En lisant les probabilités de la table de transition, on peut alors calculer cette vraisemblance pour évaluer le degré d'appartenance d'une séquence à sa famille. Ce genre d'algorithme s'utilise par exemple pour identifier des familles de protéines. L'algorithme HMMER fonctionne de la même façon, mais en utilisant des chaînes de Markov plus complexe, appelé chaîne de Markov caché que je vais décrire rapidement.

Les chaînes de Markov cachées

Une chaîne de Markov cachée ou HMM ( Hidden Markov Model) est simplement une chaîne de Markov dont certains des états sont cachés.
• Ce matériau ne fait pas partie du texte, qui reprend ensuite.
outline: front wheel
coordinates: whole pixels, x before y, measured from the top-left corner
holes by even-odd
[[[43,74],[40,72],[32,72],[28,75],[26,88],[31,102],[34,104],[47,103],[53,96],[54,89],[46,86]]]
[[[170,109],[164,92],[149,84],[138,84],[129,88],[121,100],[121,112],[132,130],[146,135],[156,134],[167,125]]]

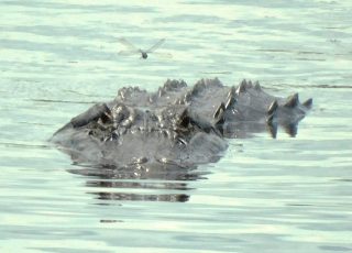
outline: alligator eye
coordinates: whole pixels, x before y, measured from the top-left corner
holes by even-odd
[[[183,127],[183,128],[187,128],[187,127],[189,125],[189,122],[190,122],[189,117],[186,116],[186,117],[184,117],[184,118],[182,119],[179,125]]]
Plus précisément ce sont des états qui ne font pas partie de la séquence générée. Reprenons notre dé et appelons le X. Ajoutons un deuxième dé truqué appelé Y contenant uniquement des G sur ces 4 faces. On lance toujours un seul dé pour générer une séquence. Sauf que cette fois, à chaque lancée, il y a une chance sur 2 que nous changions de dé en cachette. On dit que X et Y sont les états cachés avec 4 probabilités d’émissions chacun. Cette chaîne de Markov peut être représentée par le graphe suivant:

Chaîne de Markov caché avec 2 états cachés X et Y et 4 émissions

Ces 2 états cachés peuvent représenter par exemple les introns et les exons. Les probabilités d’émissions seront différentes selon l'état caché en cours. Il est peut être plus rare par exemple d'avoir du GC dans un exon que dans un intron. On utilise également les chaînes de Markov caché pour modéliser les insertions et les délétions. Le graphe ci-dessous vous montre une chaîne de Markov particulière prenant en compte les positions comme états cachés avec leurs 4 émissions possibles A,C,G,T. En lisant de gauche à droite, ce générateur est capable de produire la séquence ACAATC ou ACACCCCCATC grâce à plusieurs insertions en position 3.

Dans cette chaîne de Markov, les positions sont prises en compte. En position 3, il y a 60% de chance d'avoir une insertion

Comme vu plus haut, il est possible de construire une chaîne de Markov caché en apprenant depuis un corpus de séquence. Mais cette fois, les probabilités de transitions cachées sont beaucoup plus difficiles à calculer, car on ne les observe pas. On peut les estimer en cherchant les valeurs les plus vraisemblance avec par exemple l'algorithme de Baum-Welch. Il s'agit d'un algorithme d'espérance maximisation que nous avons déjà vue dans un autre billet. Notez aussi l'algorithme de Viterbi qui permet d'identifier le chemin le plus probable, lorsqu'on désire aligner une séquence sur un profil HMM.

En bref

Les chaînes de Markov sont des processus stochastiques dont l'état futur dépend uniquement du présent. Elles peuvent être utilisées en génétique pour générer des séquences, mais surtout comme modèle d'apprentissage comme les profils HMM. Elles sont à la base des algorithmes MCMC faisant partie des plus beaux algorithmes du XXe siècle, rien que ça!